# Tecumseh hm80 won't start



## disflat (Feb 24, 2008)

It ran out of gas and won't start anymore.

I put gas in the spark plug hole and it won't do nothing.

(Before this it would not start but I put gas in the sparkplug and it started for à little , but know nothing)

Its a 8hp on a snow blower
Late 80s


----------



## disflat (Feb 24, 2008)

Its a 8hp on a snow blower
Late 80s


----------



## justin3 (Apr 10, 2007)

Sounds like you need to take the carb off and give it a good cleaning, make sure you clean all the little passageways and jets inside the carb.


----------



## 30yearTech (Sep 14, 2006)

Is the fuel you are using fresh? It should start with a prime, if you are priming with fresh fuel.
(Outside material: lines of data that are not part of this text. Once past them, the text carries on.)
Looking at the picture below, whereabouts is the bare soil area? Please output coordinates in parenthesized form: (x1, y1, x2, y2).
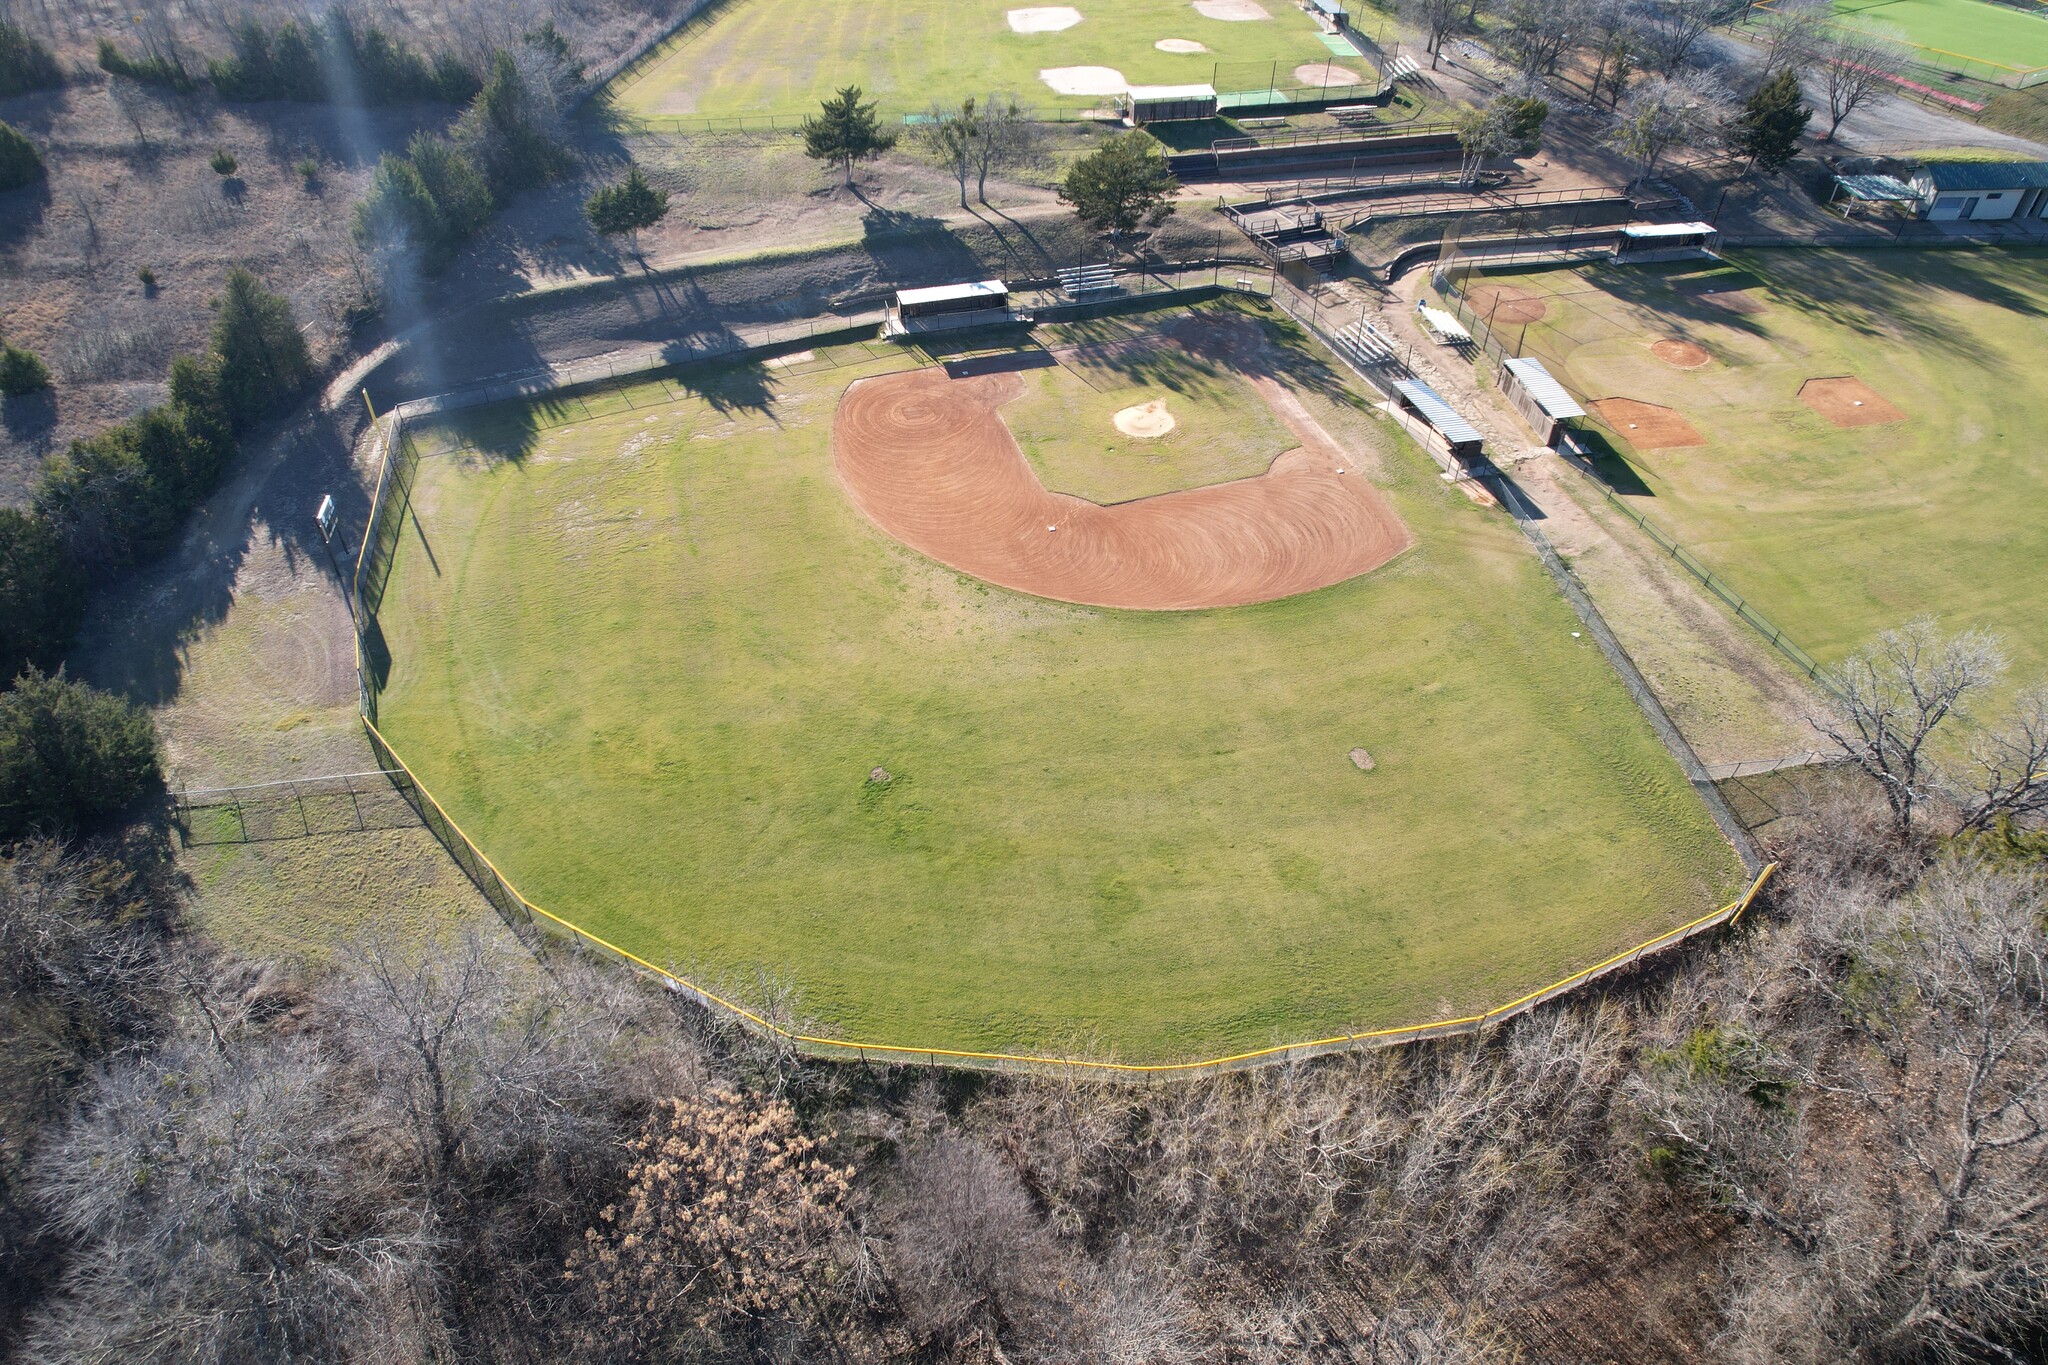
(1799, 376, 1905, 428)
(833, 365, 1410, 610)
(1591, 398, 1706, 449)
(1651, 339, 1711, 369)
(1465, 283, 1548, 325)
Check the spark plug and make sure your unit has ignition spark as well.


----------



## disflat (Feb 24, 2008)

I took off the plug, and checked for spark but there was none.

I put the plug close to the cylinder head and there was spark, I checked the gap on the spark plug and it is good, 30.


Yes the feul is fresh, I'm going to change the spark plug, 

Oh when I prime there is feul overspill from the carb, it comes out from the choke.


----------



## 30yearTech (Sep 14, 2006)

Maybe your spark plug is just bad.


----------



## disflat (Feb 24, 2008)

Thank I'm going to change it and give you news


----------



## Jake T. (May 5, 2007)

If it's been difficult to start for some time, you might want to check the compression. It's possible you have a compression problem from either a head gasket or a valve leaking.

Jake T.


----------



## disflat (Feb 24, 2008)

Thank you very much. I didn't have time to do it myself but my 13 year old nephew changed the spark plug and it started on the first try.

Thanks


----------